SABR members will have the opportunity to play a key role in selecting the winners of the GIBBYs. The votes from SABR members will be equal to each of the other four categories.
- SABR members (20%)
- MLB.com fans (20%)
- Front office personnel (20%)
- Retired players (20%)
- Media (20%)
Major League Baseball’s A-listers will take home 2013 GIBBY trophies — the ultimate honors of the industry’s awards season — based on votes by media, front-office personnel, MLB alumni, fans at MLB.com and SABR.
This year’s GIBBY Awards feature nominees in 22 categories. Individual honors will go to the MLB MVP, in addition to the year’s best Starting Pitcher, Hitter, Closer, Setup Man, Rookie, Breakout Hitter, Breakout Pitcher, Comeback Player, Defensive Player, Manager, Executive and Postseason Performer.
GIBBY trophies also will be awarded for the year’s top Play, Storyline, Hitting Performance, Pitching Performance, Oddity, Walk-off, Cut4 Topic, Regular-Season Moment and Postseason Moment, with video available via MLB.com’s Must C highlight reels.
All 30 clubs are represented among the award candidates. In fact, every team has multiple nominees in 2013 — a testament to the parity of talent around the game.
The winners will be announced at a reception at the annual Baseball Winter Meetings, which will be held December 9-12, 2013, in Orlando, Florida.

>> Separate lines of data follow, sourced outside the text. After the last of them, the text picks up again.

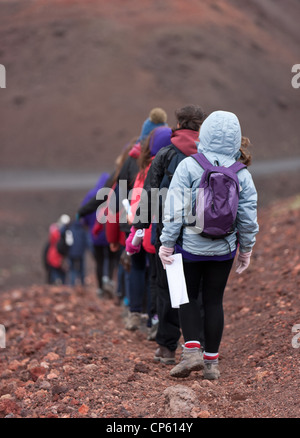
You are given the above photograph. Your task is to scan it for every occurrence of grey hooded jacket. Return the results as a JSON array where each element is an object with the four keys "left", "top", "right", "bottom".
[{"left": 159, "top": 111, "right": 259, "bottom": 256}]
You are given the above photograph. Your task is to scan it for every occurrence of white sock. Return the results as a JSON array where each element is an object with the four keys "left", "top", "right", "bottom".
[{"left": 203, "top": 352, "right": 219, "bottom": 364}]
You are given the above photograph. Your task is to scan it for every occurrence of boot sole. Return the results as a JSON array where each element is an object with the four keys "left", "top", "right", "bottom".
[
  {"left": 153, "top": 356, "right": 176, "bottom": 365},
  {"left": 170, "top": 362, "right": 204, "bottom": 378},
  {"left": 125, "top": 325, "right": 140, "bottom": 331},
  {"left": 203, "top": 371, "right": 220, "bottom": 380}
]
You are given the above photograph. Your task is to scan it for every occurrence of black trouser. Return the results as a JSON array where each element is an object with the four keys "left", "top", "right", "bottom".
[
  {"left": 154, "top": 240, "right": 205, "bottom": 352},
  {"left": 93, "top": 245, "right": 118, "bottom": 289},
  {"left": 180, "top": 258, "right": 234, "bottom": 353},
  {"left": 148, "top": 252, "right": 158, "bottom": 320},
  {"left": 154, "top": 249, "right": 181, "bottom": 351}
]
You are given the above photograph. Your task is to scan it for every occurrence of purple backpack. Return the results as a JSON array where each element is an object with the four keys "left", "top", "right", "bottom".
[{"left": 192, "top": 153, "right": 246, "bottom": 239}]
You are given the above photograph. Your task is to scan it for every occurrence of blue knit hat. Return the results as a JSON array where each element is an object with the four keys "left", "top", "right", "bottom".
[{"left": 138, "top": 107, "right": 167, "bottom": 141}]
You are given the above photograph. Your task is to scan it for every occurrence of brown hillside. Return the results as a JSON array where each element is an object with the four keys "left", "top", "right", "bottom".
[
  {"left": 0, "top": 1, "right": 299, "bottom": 420},
  {"left": 0, "top": 0, "right": 299, "bottom": 171}
]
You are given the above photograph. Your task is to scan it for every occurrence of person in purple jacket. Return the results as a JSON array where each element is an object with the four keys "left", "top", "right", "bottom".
[{"left": 81, "top": 173, "right": 118, "bottom": 297}]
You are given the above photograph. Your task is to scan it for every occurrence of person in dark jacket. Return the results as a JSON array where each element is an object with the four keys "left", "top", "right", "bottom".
[
  {"left": 66, "top": 219, "right": 89, "bottom": 287},
  {"left": 132, "top": 104, "right": 207, "bottom": 365}
]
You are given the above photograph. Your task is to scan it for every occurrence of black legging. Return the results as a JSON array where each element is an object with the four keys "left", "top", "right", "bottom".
[
  {"left": 180, "top": 258, "right": 234, "bottom": 353},
  {"left": 154, "top": 247, "right": 205, "bottom": 352}
]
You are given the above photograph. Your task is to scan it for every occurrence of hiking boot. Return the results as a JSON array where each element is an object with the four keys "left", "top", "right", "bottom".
[
  {"left": 203, "top": 362, "right": 220, "bottom": 380},
  {"left": 96, "top": 288, "right": 104, "bottom": 298},
  {"left": 147, "top": 322, "right": 158, "bottom": 341},
  {"left": 102, "top": 277, "right": 115, "bottom": 298},
  {"left": 154, "top": 346, "right": 176, "bottom": 365},
  {"left": 170, "top": 347, "right": 204, "bottom": 378},
  {"left": 125, "top": 312, "right": 141, "bottom": 331},
  {"left": 97, "top": 287, "right": 113, "bottom": 300}
]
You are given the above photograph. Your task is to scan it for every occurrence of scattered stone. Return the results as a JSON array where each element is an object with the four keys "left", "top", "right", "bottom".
[
  {"left": 133, "top": 362, "right": 149, "bottom": 373},
  {"left": 78, "top": 404, "right": 89, "bottom": 415},
  {"left": 29, "top": 366, "right": 47, "bottom": 381},
  {"left": 43, "top": 352, "right": 60, "bottom": 362},
  {"left": 47, "top": 373, "right": 59, "bottom": 380},
  {"left": 163, "top": 385, "right": 198, "bottom": 417}
]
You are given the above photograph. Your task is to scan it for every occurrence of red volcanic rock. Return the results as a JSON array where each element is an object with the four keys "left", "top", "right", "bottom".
[{"left": 0, "top": 197, "right": 299, "bottom": 418}]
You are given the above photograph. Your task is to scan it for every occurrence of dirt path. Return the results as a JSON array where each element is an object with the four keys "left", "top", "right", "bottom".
[{"left": 0, "top": 195, "right": 299, "bottom": 419}]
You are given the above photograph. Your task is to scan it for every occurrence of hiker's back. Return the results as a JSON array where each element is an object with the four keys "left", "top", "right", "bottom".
[
  {"left": 159, "top": 145, "right": 187, "bottom": 191},
  {"left": 68, "top": 222, "right": 88, "bottom": 258},
  {"left": 160, "top": 154, "right": 247, "bottom": 257},
  {"left": 152, "top": 145, "right": 188, "bottom": 239}
]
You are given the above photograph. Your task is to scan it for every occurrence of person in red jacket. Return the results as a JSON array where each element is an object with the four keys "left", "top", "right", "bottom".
[
  {"left": 46, "top": 214, "right": 70, "bottom": 284},
  {"left": 125, "top": 126, "right": 172, "bottom": 334}
]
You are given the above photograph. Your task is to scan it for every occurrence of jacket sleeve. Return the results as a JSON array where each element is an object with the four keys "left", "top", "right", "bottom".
[
  {"left": 118, "top": 156, "right": 139, "bottom": 192},
  {"left": 105, "top": 212, "right": 121, "bottom": 244},
  {"left": 236, "top": 170, "right": 259, "bottom": 253},
  {"left": 78, "top": 196, "right": 105, "bottom": 218},
  {"left": 133, "top": 147, "right": 173, "bottom": 229},
  {"left": 132, "top": 165, "right": 153, "bottom": 229},
  {"left": 159, "top": 159, "right": 192, "bottom": 248},
  {"left": 77, "top": 173, "right": 115, "bottom": 218}
]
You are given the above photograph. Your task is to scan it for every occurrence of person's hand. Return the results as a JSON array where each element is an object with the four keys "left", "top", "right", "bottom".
[
  {"left": 120, "top": 249, "right": 131, "bottom": 272},
  {"left": 125, "top": 228, "right": 141, "bottom": 255},
  {"left": 235, "top": 250, "right": 252, "bottom": 274},
  {"left": 92, "top": 221, "right": 103, "bottom": 237},
  {"left": 159, "top": 246, "right": 174, "bottom": 269},
  {"left": 110, "top": 242, "right": 120, "bottom": 253}
]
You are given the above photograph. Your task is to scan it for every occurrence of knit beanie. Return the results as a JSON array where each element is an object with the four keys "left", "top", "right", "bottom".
[
  {"left": 149, "top": 126, "right": 172, "bottom": 156},
  {"left": 138, "top": 107, "right": 168, "bottom": 141}
]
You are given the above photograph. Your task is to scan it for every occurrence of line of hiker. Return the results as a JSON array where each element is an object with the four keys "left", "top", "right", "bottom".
[{"left": 43, "top": 105, "right": 258, "bottom": 381}]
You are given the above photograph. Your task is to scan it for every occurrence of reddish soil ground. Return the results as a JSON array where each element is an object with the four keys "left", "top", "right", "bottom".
[
  {"left": 0, "top": 195, "right": 300, "bottom": 419},
  {"left": 0, "top": 0, "right": 299, "bottom": 423}
]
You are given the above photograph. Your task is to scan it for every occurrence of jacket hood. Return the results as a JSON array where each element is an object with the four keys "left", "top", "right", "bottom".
[
  {"left": 129, "top": 142, "right": 142, "bottom": 158},
  {"left": 198, "top": 111, "right": 241, "bottom": 160},
  {"left": 171, "top": 129, "right": 199, "bottom": 155}
]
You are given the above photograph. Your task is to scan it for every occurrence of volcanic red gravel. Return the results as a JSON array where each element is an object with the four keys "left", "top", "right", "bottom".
[
  {"left": 0, "top": 196, "right": 300, "bottom": 419},
  {"left": 0, "top": 1, "right": 300, "bottom": 421}
]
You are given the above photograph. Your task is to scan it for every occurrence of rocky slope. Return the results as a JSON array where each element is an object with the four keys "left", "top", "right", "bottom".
[{"left": 0, "top": 195, "right": 299, "bottom": 419}]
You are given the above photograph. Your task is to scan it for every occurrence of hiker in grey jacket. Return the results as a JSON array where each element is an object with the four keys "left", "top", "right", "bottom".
[{"left": 159, "top": 110, "right": 259, "bottom": 380}]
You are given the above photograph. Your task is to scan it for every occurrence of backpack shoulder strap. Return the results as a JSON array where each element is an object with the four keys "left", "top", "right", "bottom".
[
  {"left": 165, "top": 146, "right": 177, "bottom": 166},
  {"left": 191, "top": 153, "right": 213, "bottom": 170},
  {"left": 229, "top": 161, "right": 247, "bottom": 173},
  {"left": 165, "top": 146, "right": 186, "bottom": 179}
]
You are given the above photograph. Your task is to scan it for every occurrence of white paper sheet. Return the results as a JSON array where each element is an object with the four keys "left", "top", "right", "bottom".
[{"left": 165, "top": 253, "right": 189, "bottom": 308}]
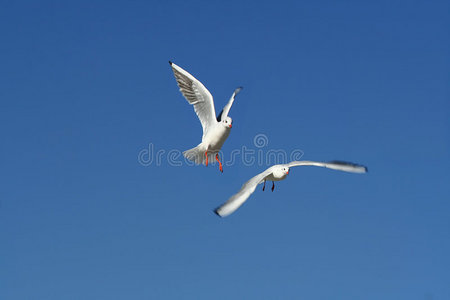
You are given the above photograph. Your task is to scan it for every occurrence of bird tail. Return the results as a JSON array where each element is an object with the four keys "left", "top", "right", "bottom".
[{"left": 183, "top": 144, "right": 217, "bottom": 165}]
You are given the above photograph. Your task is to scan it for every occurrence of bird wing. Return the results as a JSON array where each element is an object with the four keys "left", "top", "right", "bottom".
[
  {"left": 169, "top": 62, "right": 217, "bottom": 137},
  {"left": 287, "top": 160, "right": 368, "bottom": 173},
  {"left": 217, "top": 87, "right": 243, "bottom": 121},
  {"left": 215, "top": 161, "right": 367, "bottom": 218},
  {"left": 214, "top": 166, "right": 276, "bottom": 217}
]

I enjoy watching the great plays as much as the next person, and, as the saying goes, there’s always a chance you’ll see something you’ve never seen before (as when the Mets’ Daniel Murphy hit a ball that slipped perfectly through a gap in the outfield wall for a ground rule double). But the hyperbole employed by the announcers has worn thin over time. It seems that everything is “unbelievable.” Why? A player makes a leap to rob the batter of a home run is only unbelievable (to me at least) if he pulls it out of the upper deck, not at an eight foot wall. Maybe I’ve become jaded, but today’s ballplayers are more nimble, stronger and more agile in many cases it seems that their forebears. In addition, the gloves are bigger and better, which no doubt help. Plus we have the technology which gives us the ability to enjoy the p;lay from multiple angles, something that was unavailable to previous generations of fans.
So forgive me if I’m not going to let the announcer tell me what amazing, incredible, or unbelievable.